Reading Response Prompts
 

These prompts are meant to get you thinking about what you have read, and to help focus your thoughts for your reading responses. You can respond to any one of them, or, if you have another idea you would rather explore, you are free to write about that instead. Do not, however, attempt to answer multiple prompts for any assignment. If you choose to pursue an idea of your own or are not writing a response that day, you should still spend at least a few minutes thinking about each of the prompts in preparation for class. For more information, review the listserv assignment.


Ralph Waldo Emerson. “Circles”; Emily Dickinson, Poems on Faith, God, and the Afterlife (132, 143, 215, 128, 202, 283, 396, 437, 521, 544, 601, 632, 633, 711, 973, 1050, 1240, 1768, 1773 — all Franklin numbering)

Early in the “Circles” essay, Emerson paraphrases a many centuries old definition of God “as a circle whose centre was everywhere, and its circumference nowhere.” As the note tells you, he misattributes the quotation to Augustine, but that does not matter much. We know that Emily Dickinson read Emerson’s essays. Can you find evidence that this particular idea influenced her. If so, where and how?

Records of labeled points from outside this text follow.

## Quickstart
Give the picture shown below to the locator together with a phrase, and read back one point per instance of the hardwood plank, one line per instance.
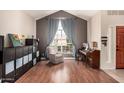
(70, 71)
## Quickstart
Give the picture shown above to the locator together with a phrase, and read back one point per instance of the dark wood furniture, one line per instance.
(92, 57)
(35, 44)
(17, 61)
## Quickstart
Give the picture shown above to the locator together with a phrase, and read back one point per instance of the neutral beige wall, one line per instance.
(108, 54)
(16, 22)
(95, 24)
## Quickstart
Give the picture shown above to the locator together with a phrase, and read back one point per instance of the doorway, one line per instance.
(120, 47)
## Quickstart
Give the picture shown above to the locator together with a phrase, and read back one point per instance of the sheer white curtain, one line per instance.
(68, 27)
(53, 26)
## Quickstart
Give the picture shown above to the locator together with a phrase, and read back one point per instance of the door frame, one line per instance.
(116, 45)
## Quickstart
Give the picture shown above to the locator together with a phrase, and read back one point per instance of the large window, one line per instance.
(61, 41)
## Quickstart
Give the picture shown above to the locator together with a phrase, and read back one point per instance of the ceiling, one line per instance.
(85, 14)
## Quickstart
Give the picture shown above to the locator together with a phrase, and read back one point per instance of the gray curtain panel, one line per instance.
(68, 27)
(53, 26)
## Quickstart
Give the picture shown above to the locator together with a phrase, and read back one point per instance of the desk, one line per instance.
(92, 57)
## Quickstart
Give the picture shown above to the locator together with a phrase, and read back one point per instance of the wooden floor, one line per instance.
(68, 72)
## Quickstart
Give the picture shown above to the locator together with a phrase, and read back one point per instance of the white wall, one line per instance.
(95, 24)
(108, 28)
(16, 22)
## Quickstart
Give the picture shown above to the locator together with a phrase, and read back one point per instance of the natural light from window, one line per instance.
(61, 41)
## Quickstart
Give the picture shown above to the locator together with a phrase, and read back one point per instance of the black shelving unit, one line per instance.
(17, 61)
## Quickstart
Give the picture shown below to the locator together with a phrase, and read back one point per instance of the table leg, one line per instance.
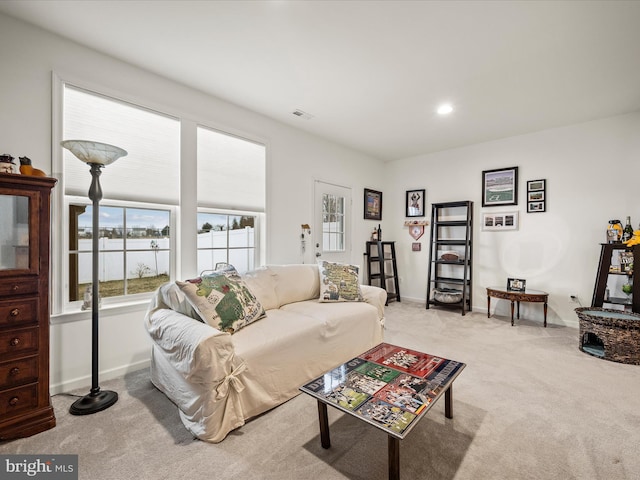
(324, 425)
(394, 458)
(448, 402)
(512, 313)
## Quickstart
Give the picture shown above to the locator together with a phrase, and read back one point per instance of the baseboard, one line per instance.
(85, 381)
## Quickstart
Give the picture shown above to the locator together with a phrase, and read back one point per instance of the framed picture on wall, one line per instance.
(372, 204)
(500, 221)
(536, 196)
(500, 187)
(415, 203)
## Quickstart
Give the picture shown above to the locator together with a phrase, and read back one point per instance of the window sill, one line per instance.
(77, 315)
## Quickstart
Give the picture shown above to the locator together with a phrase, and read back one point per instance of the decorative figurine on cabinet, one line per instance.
(27, 169)
(6, 163)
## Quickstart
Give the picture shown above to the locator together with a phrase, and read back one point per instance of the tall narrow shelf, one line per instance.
(451, 278)
(382, 269)
(607, 251)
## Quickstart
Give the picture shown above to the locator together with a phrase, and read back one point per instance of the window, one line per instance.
(231, 175)
(140, 195)
(134, 250)
(226, 238)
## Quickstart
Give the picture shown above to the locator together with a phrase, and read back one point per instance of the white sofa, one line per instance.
(218, 380)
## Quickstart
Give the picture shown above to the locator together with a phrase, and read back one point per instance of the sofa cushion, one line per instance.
(261, 282)
(223, 300)
(338, 282)
(295, 283)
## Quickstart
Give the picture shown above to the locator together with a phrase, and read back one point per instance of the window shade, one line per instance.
(231, 172)
(151, 170)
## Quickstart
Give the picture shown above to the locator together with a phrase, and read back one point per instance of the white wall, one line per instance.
(592, 172)
(29, 55)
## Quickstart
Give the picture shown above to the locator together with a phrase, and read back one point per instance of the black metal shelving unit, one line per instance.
(382, 269)
(606, 254)
(451, 229)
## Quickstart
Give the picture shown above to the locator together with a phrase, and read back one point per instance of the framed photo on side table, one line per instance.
(415, 203)
(516, 284)
(500, 187)
(372, 204)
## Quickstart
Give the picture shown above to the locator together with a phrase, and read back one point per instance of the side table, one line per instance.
(514, 296)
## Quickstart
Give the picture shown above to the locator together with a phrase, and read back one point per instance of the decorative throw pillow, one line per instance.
(339, 282)
(223, 300)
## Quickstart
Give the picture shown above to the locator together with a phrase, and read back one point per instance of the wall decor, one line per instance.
(372, 204)
(500, 221)
(415, 203)
(536, 196)
(500, 187)
(516, 284)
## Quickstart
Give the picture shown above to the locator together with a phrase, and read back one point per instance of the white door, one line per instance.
(332, 215)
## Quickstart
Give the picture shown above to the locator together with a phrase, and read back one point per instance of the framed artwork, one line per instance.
(500, 187)
(372, 204)
(500, 221)
(536, 196)
(415, 203)
(516, 284)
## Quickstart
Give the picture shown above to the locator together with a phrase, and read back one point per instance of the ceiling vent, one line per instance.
(300, 113)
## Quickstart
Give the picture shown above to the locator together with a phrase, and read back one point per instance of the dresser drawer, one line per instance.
(18, 286)
(18, 372)
(18, 312)
(20, 340)
(19, 399)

In contrast to the way she writes about some other topics, Dickinson’s idea of God is much more consistent. How does Dickinson view God?  What about the afterlife?  How and why does she use the word “Circumference” in these poems?

Explication option:  Choose any one of these poems, and perform a line-by-line reading in which you explain what you think the key words, phrases, and images are.